Adding a data quality validation rule
The following use case shows an end-to-end process of creating a data quality validation rule, including a sample SQL query, its testing, the query results, and the results analysis.
You can create queries only for the warehouses that you integrated with Databand, which are monitored by a data at rest monitor (Snowflake and BigQuery). Regardless of the selected warehouse, you add and run a query in the same way.
In the use case, we are going to count the number of customers in the CUSTOMERS table who meet the following two conditions:
- Their
phone_number
field does not have exactly 10 characters. - The
last_update_time
field is between a specific date (which is one day before theexecution_date
) and theexecution_date
.
To create the data quality validation rule:
-
Go to the Datasets > Data quality page and click Add data quality query.
-
In the opened window select the warehouse.
-
Provide an SQL query. When you create your query, follow the guidelines that are provided in the wizard. Make sure that your SQL includes time-based partitioning by using the {{ execution_date }} Jinja template. It is replaced with the actual execution time during the query run. Because the system provides the result of the query as a numerical value, you need to create a query that returns a number. For example, you can do this by using the
count()
function.SQL expression example for a Snowflake warehouse
SELECT COUNT(*) FROM CUSTOMERS WHERE LENGTH(phone_number) <> 10 AND last_update_time BETWEEN dateadd(day, -1, '{{ execution_date }}' ) and '{{ execution_date }}'
SQL expression example for a BigQuery warehouse
SELECT COUNT(*) FROM CUSTOMERS WHERE LENGTH(phone_number) <> 10 AND last_update_time BETWEEN DATE_SUB('{{ execution_date }}', INTERVAL 1 DAY) AND '{{ execution_date }}'
-
Click Test query to make sure that your query is valid.

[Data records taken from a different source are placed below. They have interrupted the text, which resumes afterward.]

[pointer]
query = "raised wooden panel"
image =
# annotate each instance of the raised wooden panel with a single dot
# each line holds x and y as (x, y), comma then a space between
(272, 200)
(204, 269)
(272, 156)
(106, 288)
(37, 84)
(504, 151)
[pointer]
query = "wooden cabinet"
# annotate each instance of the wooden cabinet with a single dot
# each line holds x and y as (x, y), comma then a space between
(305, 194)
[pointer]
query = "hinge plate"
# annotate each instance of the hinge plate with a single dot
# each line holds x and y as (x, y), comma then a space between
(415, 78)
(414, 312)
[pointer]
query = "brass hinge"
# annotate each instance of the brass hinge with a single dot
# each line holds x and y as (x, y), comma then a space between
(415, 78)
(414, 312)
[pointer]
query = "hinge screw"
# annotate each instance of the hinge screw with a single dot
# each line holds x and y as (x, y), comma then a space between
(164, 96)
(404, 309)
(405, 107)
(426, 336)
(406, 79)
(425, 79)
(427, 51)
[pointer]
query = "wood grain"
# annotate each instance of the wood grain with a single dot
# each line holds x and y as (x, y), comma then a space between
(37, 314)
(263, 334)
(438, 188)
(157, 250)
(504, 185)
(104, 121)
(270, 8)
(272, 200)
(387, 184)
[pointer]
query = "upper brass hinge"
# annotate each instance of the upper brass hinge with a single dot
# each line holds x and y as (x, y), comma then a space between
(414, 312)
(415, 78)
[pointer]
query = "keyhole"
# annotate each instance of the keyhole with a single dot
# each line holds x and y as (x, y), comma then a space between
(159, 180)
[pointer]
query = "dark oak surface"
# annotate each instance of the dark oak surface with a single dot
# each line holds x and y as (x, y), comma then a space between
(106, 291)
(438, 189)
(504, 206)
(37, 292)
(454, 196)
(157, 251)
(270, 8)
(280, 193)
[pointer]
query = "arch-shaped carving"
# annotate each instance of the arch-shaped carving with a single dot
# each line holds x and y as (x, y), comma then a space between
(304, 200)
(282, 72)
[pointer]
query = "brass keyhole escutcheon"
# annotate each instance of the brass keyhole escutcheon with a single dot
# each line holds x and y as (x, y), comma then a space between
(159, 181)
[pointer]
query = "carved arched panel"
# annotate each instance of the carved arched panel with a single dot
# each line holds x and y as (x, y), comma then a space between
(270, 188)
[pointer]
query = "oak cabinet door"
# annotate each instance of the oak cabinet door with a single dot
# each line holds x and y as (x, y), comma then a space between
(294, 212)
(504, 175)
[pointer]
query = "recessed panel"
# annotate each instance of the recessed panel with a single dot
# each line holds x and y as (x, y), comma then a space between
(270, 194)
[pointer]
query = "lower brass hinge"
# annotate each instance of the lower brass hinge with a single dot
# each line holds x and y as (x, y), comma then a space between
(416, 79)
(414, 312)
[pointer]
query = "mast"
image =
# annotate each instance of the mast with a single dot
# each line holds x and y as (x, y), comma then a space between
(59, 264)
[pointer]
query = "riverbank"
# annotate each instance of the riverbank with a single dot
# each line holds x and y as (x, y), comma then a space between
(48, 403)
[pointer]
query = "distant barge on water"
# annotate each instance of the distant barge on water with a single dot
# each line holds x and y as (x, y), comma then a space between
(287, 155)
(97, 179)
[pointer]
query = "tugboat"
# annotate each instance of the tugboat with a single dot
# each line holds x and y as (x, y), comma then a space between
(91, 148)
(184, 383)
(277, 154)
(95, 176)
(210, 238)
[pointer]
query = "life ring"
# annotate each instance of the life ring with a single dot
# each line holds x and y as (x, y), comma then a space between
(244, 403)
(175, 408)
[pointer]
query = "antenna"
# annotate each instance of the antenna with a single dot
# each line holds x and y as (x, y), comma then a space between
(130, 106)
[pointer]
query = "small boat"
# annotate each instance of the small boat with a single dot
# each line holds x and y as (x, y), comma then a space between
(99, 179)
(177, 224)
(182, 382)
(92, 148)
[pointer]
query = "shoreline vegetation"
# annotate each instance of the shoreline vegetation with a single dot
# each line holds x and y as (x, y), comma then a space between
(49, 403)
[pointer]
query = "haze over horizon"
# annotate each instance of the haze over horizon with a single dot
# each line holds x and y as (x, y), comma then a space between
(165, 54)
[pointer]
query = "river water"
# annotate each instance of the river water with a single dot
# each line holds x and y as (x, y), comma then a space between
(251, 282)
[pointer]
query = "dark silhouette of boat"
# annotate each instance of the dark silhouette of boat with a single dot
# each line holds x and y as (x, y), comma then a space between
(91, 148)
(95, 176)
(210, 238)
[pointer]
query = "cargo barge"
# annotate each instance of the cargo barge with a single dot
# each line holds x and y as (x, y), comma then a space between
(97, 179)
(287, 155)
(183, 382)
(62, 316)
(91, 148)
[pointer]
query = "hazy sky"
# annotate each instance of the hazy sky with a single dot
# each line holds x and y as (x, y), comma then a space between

Each time that you run the query you are billed by your database provider. -
After you test the query, you can check:
- The query result - in our case it was completed successfully.
- The value returned - in our case the number of customers who meet the conditions that are specified in the query.
- The query duration.
If your query failed, you need to change it and retest it. The positive outcome of the test is a prerequisite to proceed to the next steps.
- If the run was successful, you can continue to the next step.
- Optional: Schedule runs by using CRON expressions. We want to schedule our query to run at the top of every hour, hence we create the following expression: 0 *
* * *.
The CRON expression is based on the UTC time zone. - Optional: You can also make sure that the query will stop automatically after a time frame specified by you. To do so, select and complete the checkbox.
You can set the time frame up to 60 minutes.
- Click Next.
- You can provide the name of the query. Click Save query.
- The Data quality page displays the details of the saved query and the results of its run, such as:
- Name
- Data warehouse on which the query was performed
- Returned values (presented in a form of a bar chart)
- Schedule of the query runs
- Time of the last run
- Query run metrics (with the deviation from the average returned value)